ALLE anderen Seiten funktionieren!!!
Habe auch mal mein zonealarm ausgeschaltet, kein erfolg.
dieses problem hatte ich bei einem anderen pc (beim arbeiten) nicht, muss also irgendwie an meinem pc oder so liegen.

hilfeeeeeeeee???

ach ja, mit mozilla thunderbird kann ich ganz normal die mails bei web,de abrufen...

oh mann, das erste ist web . de
das zweite freemail . de


----------



## jan74 (16. Februar 2009)

@HeNrY
es ist ja ok, wenn du mich "verbesserst", aber dann hilf mir auch bitte bei meinem problem...


----------



## Klutten (16. Februar 2009)

Henry hat dich nicht verbessert, er hat lediglich deine beiden Postings zusammengeführt, da du in den Foren-Regeln wohl überlesen hast, dass Doppelpostings unerwünscht sind.

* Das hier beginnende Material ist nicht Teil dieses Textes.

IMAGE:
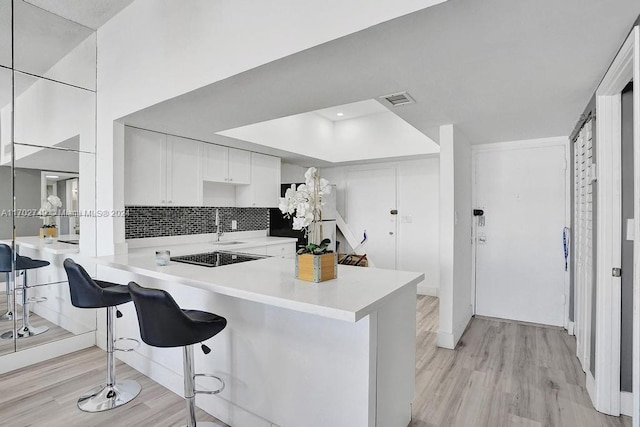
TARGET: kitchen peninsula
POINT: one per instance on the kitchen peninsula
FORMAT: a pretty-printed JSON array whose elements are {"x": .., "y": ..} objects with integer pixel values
[{"x": 339, "y": 353}]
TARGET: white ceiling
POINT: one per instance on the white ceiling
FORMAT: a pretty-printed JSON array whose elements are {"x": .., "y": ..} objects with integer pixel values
[
  {"x": 499, "y": 70},
  {"x": 90, "y": 13},
  {"x": 352, "y": 111}
]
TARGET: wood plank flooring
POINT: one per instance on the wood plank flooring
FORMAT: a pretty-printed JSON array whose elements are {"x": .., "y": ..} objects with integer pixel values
[
  {"x": 46, "y": 395},
  {"x": 502, "y": 374}
]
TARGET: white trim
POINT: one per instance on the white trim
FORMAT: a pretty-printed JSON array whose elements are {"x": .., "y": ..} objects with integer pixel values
[
  {"x": 521, "y": 145},
  {"x": 636, "y": 249},
  {"x": 608, "y": 253},
  {"x": 570, "y": 328},
  {"x": 626, "y": 403}
]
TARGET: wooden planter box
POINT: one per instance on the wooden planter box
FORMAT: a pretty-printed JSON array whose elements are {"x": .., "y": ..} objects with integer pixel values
[
  {"x": 317, "y": 268},
  {"x": 48, "y": 232}
]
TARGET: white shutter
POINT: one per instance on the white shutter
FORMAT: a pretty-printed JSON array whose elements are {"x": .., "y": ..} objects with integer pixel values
[{"x": 583, "y": 229}]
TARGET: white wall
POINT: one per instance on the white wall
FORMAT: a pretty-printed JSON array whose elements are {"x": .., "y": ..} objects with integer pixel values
[
  {"x": 179, "y": 49},
  {"x": 290, "y": 173},
  {"x": 418, "y": 198},
  {"x": 455, "y": 236}
]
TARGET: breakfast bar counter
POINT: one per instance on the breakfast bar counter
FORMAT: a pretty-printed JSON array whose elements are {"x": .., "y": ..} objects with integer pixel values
[{"x": 339, "y": 353}]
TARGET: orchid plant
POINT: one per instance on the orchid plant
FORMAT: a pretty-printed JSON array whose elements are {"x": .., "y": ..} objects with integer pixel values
[
  {"x": 49, "y": 210},
  {"x": 304, "y": 205}
]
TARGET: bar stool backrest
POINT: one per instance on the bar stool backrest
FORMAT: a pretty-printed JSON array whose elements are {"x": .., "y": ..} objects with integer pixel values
[
  {"x": 85, "y": 292},
  {"x": 162, "y": 322},
  {"x": 5, "y": 258}
]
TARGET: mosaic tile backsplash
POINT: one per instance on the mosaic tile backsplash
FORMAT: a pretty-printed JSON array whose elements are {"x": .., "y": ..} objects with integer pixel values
[{"x": 160, "y": 221}]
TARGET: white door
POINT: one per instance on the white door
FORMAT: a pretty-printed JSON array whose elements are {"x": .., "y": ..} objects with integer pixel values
[
  {"x": 370, "y": 198},
  {"x": 519, "y": 253}
]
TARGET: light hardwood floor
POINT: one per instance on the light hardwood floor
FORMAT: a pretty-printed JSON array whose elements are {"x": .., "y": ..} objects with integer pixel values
[{"x": 502, "y": 374}]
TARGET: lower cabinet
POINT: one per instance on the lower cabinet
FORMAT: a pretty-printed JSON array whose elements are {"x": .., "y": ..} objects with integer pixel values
[{"x": 283, "y": 250}]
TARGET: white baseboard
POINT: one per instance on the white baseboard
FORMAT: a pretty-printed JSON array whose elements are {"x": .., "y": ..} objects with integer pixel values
[
  {"x": 591, "y": 388},
  {"x": 626, "y": 403},
  {"x": 31, "y": 356},
  {"x": 450, "y": 340},
  {"x": 424, "y": 289}
]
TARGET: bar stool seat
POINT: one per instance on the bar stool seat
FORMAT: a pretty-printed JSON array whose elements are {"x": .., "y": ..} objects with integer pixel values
[
  {"x": 89, "y": 293},
  {"x": 164, "y": 324},
  {"x": 23, "y": 264}
]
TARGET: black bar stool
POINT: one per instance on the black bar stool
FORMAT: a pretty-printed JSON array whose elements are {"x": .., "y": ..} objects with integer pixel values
[
  {"x": 89, "y": 293},
  {"x": 5, "y": 267},
  {"x": 164, "y": 324},
  {"x": 23, "y": 264}
]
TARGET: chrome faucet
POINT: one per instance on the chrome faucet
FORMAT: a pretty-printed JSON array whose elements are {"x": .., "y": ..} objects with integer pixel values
[{"x": 218, "y": 230}]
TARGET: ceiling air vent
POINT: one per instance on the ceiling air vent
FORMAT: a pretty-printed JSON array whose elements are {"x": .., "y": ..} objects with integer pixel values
[{"x": 397, "y": 99}]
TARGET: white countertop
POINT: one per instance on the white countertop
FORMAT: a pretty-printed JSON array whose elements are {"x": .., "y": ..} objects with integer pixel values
[
  {"x": 357, "y": 291},
  {"x": 55, "y": 247}
]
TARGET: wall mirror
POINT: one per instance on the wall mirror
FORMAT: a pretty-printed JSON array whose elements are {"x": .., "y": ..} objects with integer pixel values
[
  {"x": 49, "y": 199},
  {"x": 47, "y": 146},
  {"x": 50, "y": 46},
  {"x": 5, "y": 33},
  {"x": 6, "y": 205},
  {"x": 52, "y": 114}
]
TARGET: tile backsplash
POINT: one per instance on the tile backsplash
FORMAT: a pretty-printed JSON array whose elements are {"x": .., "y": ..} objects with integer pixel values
[{"x": 160, "y": 221}]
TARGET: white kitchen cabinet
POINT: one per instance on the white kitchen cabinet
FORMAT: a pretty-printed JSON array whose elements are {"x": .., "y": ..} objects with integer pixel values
[
  {"x": 161, "y": 170},
  {"x": 145, "y": 165},
  {"x": 264, "y": 190},
  {"x": 184, "y": 175},
  {"x": 255, "y": 250},
  {"x": 282, "y": 250},
  {"x": 224, "y": 164}
]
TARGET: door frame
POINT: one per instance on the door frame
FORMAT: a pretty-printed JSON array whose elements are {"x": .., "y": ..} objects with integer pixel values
[
  {"x": 604, "y": 389},
  {"x": 521, "y": 145}
]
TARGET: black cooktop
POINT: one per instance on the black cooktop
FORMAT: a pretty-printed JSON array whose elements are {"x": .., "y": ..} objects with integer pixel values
[{"x": 216, "y": 259}]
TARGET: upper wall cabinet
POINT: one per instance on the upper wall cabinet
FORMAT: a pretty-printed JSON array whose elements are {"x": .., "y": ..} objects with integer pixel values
[
  {"x": 161, "y": 170},
  {"x": 50, "y": 46},
  {"x": 228, "y": 165},
  {"x": 264, "y": 190}
]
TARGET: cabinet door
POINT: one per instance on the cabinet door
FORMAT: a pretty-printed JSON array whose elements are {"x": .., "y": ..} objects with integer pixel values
[
  {"x": 264, "y": 190},
  {"x": 184, "y": 177},
  {"x": 239, "y": 166},
  {"x": 283, "y": 250},
  {"x": 215, "y": 164},
  {"x": 144, "y": 167}
]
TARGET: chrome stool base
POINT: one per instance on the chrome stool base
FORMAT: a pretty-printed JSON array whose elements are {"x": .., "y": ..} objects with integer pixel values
[
  {"x": 203, "y": 424},
  {"x": 104, "y": 397},
  {"x": 25, "y": 332},
  {"x": 30, "y": 331}
]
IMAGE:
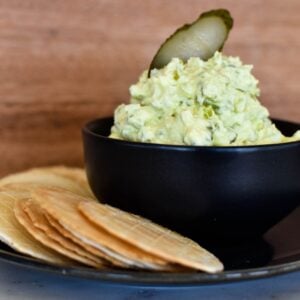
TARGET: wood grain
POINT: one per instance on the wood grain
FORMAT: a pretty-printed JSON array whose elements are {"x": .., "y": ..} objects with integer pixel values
[{"x": 66, "y": 62}]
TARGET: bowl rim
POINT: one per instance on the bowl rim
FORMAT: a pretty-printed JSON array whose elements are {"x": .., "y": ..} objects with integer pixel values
[{"x": 86, "y": 130}]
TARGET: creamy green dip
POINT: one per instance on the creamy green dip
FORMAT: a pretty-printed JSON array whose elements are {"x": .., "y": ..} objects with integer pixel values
[{"x": 212, "y": 103}]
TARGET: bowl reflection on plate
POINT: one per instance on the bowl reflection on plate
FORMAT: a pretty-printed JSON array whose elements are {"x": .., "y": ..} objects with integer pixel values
[{"x": 208, "y": 192}]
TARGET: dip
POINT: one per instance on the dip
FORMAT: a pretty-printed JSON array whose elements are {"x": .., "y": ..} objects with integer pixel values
[{"x": 203, "y": 103}]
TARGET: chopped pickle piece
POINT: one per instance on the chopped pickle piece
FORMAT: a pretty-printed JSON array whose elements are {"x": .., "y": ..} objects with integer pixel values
[{"x": 201, "y": 38}]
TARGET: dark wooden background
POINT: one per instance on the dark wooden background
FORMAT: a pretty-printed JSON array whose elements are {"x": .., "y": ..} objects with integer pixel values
[{"x": 63, "y": 62}]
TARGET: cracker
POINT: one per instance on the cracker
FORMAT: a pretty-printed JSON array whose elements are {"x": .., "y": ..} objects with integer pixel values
[
  {"x": 151, "y": 237},
  {"x": 40, "y": 222},
  {"x": 88, "y": 248},
  {"x": 14, "y": 235},
  {"x": 43, "y": 177},
  {"x": 62, "y": 206}
]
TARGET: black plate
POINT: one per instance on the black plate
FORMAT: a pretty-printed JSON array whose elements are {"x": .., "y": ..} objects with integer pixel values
[{"x": 278, "y": 252}]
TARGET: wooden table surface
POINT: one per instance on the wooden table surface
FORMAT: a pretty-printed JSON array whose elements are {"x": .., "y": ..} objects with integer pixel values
[{"x": 65, "y": 62}]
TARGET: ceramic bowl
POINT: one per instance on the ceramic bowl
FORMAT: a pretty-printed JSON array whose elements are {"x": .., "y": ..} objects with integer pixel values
[{"x": 211, "y": 192}]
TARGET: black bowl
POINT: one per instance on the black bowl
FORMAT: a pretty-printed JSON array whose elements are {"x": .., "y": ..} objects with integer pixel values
[{"x": 208, "y": 192}]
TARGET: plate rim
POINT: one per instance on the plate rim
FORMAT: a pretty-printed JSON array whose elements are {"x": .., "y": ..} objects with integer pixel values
[{"x": 142, "y": 278}]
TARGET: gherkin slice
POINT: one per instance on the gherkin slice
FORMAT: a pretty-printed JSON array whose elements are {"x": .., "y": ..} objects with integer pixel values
[{"x": 202, "y": 38}]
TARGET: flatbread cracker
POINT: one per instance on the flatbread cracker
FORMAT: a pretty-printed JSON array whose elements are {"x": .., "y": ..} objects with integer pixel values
[
  {"x": 151, "y": 237},
  {"x": 40, "y": 222},
  {"x": 43, "y": 177},
  {"x": 62, "y": 206},
  {"x": 14, "y": 235},
  {"x": 76, "y": 174},
  {"x": 88, "y": 248}
]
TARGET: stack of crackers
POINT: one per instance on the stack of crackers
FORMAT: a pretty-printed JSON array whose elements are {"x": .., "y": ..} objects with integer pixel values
[{"x": 52, "y": 215}]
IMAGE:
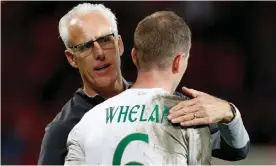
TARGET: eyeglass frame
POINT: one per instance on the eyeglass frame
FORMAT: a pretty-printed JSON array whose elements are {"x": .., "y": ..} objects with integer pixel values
[{"x": 76, "y": 47}]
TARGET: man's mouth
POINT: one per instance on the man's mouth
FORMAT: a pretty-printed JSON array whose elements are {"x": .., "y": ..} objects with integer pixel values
[{"x": 102, "y": 67}]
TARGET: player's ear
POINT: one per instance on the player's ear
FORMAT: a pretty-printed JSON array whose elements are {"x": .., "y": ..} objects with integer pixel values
[
  {"x": 176, "y": 64},
  {"x": 134, "y": 57},
  {"x": 120, "y": 45},
  {"x": 71, "y": 58}
]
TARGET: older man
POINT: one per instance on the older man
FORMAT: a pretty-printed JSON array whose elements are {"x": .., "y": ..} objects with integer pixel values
[{"x": 93, "y": 45}]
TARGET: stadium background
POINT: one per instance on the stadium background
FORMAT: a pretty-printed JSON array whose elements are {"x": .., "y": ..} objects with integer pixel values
[{"x": 233, "y": 56}]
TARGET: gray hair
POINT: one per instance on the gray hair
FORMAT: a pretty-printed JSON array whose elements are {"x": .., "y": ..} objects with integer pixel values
[{"x": 84, "y": 9}]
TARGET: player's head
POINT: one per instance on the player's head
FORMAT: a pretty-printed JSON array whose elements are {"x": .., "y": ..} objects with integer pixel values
[
  {"x": 90, "y": 34},
  {"x": 162, "y": 41}
]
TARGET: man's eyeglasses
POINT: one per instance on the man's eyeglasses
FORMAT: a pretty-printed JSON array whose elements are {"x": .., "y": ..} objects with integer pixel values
[{"x": 105, "y": 42}]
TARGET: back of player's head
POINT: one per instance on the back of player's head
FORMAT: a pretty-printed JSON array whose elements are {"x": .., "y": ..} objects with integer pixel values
[{"x": 158, "y": 38}]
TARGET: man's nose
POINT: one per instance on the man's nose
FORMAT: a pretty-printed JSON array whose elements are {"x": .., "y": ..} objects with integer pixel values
[{"x": 98, "y": 51}]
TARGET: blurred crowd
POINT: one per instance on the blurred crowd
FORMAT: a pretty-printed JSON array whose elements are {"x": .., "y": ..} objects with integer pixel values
[{"x": 233, "y": 57}]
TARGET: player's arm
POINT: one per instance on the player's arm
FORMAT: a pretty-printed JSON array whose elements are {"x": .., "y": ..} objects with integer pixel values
[
  {"x": 53, "y": 147},
  {"x": 230, "y": 141},
  {"x": 75, "y": 154},
  {"x": 198, "y": 141}
]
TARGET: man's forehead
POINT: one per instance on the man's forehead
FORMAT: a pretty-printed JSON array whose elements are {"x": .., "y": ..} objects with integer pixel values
[{"x": 90, "y": 26}]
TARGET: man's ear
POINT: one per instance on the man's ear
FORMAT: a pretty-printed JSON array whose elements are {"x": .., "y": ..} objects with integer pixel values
[
  {"x": 120, "y": 45},
  {"x": 71, "y": 58},
  {"x": 176, "y": 65},
  {"x": 134, "y": 57}
]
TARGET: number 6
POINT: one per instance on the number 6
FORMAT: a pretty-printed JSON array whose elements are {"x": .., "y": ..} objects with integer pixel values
[{"x": 123, "y": 144}]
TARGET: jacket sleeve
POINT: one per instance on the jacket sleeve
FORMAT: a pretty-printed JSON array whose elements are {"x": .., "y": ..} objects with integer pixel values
[
  {"x": 230, "y": 141},
  {"x": 53, "y": 147}
]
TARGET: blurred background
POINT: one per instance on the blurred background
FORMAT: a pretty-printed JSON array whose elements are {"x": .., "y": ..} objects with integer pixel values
[{"x": 233, "y": 57}]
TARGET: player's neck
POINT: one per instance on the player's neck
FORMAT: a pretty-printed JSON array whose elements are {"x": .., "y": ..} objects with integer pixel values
[
  {"x": 105, "y": 92},
  {"x": 154, "y": 79}
]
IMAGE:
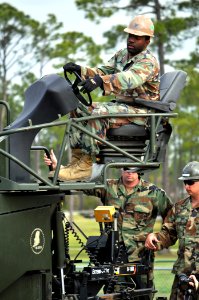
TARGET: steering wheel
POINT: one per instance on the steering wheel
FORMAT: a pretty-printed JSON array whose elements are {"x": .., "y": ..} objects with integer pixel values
[{"x": 76, "y": 90}]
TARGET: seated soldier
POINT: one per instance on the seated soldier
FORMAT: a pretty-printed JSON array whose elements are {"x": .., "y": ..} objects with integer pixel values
[{"x": 132, "y": 72}]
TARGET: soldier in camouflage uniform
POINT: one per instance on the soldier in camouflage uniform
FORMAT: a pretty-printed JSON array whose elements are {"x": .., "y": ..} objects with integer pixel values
[
  {"x": 182, "y": 223},
  {"x": 132, "y": 72}
]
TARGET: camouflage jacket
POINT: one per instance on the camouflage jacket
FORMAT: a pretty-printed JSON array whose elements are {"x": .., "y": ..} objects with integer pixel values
[
  {"x": 129, "y": 77},
  {"x": 138, "y": 210},
  {"x": 182, "y": 223}
]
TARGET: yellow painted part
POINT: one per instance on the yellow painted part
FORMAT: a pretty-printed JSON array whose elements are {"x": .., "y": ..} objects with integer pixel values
[{"x": 104, "y": 213}]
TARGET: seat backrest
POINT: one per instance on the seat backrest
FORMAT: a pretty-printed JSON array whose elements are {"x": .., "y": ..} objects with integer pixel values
[{"x": 171, "y": 84}]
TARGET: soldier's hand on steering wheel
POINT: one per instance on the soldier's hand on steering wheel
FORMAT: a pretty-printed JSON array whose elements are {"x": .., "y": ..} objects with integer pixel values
[
  {"x": 91, "y": 84},
  {"x": 71, "y": 67}
]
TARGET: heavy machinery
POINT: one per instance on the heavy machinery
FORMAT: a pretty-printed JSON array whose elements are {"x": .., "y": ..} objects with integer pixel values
[{"x": 35, "y": 263}]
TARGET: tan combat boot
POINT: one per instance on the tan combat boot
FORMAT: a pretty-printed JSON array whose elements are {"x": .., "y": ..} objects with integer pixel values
[{"x": 81, "y": 170}]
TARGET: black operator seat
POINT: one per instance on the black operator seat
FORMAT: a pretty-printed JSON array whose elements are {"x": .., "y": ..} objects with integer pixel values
[
  {"x": 45, "y": 100},
  {"x": 135, "y": 139}
]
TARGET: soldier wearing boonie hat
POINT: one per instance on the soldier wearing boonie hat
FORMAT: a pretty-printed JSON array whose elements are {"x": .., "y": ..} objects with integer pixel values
[
  {"x": 181, "y": 223},
  {"x": 138, "y": 202},
  {"x": 132, "y": 72}
]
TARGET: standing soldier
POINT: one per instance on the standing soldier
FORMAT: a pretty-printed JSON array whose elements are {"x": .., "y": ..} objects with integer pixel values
[
  {"x": 131, "y": 73},
  {"x": 138, "y": 202},
  {"x": 182, "y": 223}
]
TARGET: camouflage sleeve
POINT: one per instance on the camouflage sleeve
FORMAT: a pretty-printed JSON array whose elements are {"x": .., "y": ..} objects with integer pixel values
[
  {"x": 107, "y": 69},
  {"x": 99, "y": 193},
  {"x": 168, "y": 235},
  {"x": 135, "y": 76}
]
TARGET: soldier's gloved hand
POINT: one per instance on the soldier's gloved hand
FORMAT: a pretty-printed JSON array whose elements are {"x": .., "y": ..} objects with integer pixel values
[
  {"x": 91, "y": 84},
  {"x": 71, "y": 67}
]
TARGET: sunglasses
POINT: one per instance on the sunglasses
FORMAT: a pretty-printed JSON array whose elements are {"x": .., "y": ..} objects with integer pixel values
[{"x": 190, "y": 182}]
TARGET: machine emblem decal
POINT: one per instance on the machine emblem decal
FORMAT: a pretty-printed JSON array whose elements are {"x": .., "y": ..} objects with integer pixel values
[{"x": 37, "y": 241}]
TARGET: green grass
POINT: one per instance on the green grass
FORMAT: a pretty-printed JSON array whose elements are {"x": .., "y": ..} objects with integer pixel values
[{"x": 163, "y": 262}]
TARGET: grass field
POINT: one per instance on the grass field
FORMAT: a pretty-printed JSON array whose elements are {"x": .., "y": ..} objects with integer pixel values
[{"x": 163, "y": 263}]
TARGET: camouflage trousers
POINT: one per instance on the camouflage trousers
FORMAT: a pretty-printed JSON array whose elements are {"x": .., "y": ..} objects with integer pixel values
[
  {"x": 88, "y": 144},
  {"x": 176, "y": 294}
]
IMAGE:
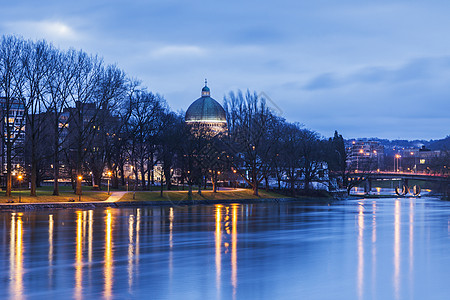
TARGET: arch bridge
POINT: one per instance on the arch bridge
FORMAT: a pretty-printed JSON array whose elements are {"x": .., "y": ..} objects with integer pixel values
[{"x": 443, "y": 180}]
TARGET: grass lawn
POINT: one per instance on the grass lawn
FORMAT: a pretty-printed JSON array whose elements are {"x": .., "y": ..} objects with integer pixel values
[
  {"x": 206, "y": 195},
  {"x": 44, "y": 194}
]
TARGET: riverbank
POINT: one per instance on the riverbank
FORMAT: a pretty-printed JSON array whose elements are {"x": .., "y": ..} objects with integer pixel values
[
  {"x": 92, "y": 205},
  {"x": 170, "y": 198}
]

Benutze also bitte den Button "Ändern".

Was dein Problem angeht, wird sich bestimmt jemand finden, der dir behilflich ist.


----------



## jan74 (16. Februar 2009)

schade, keine kurzfristige hilfe...

nachtrag: auch an einem anderen pc bei mir gehts nicht...


----------



## jan74 (17. Februar 2009)

hiiiiiiiiiiiiiiiiiiiiiiiiiiiiiiiillfe...
jetzt erbarme sich doch einer mir zu sagen, was da bei mir schiefläuft...

nachtrag: komischerweise gehts plötzlich wieder, trotzdem schade, dass keiner probiert hat zu helfen...


----------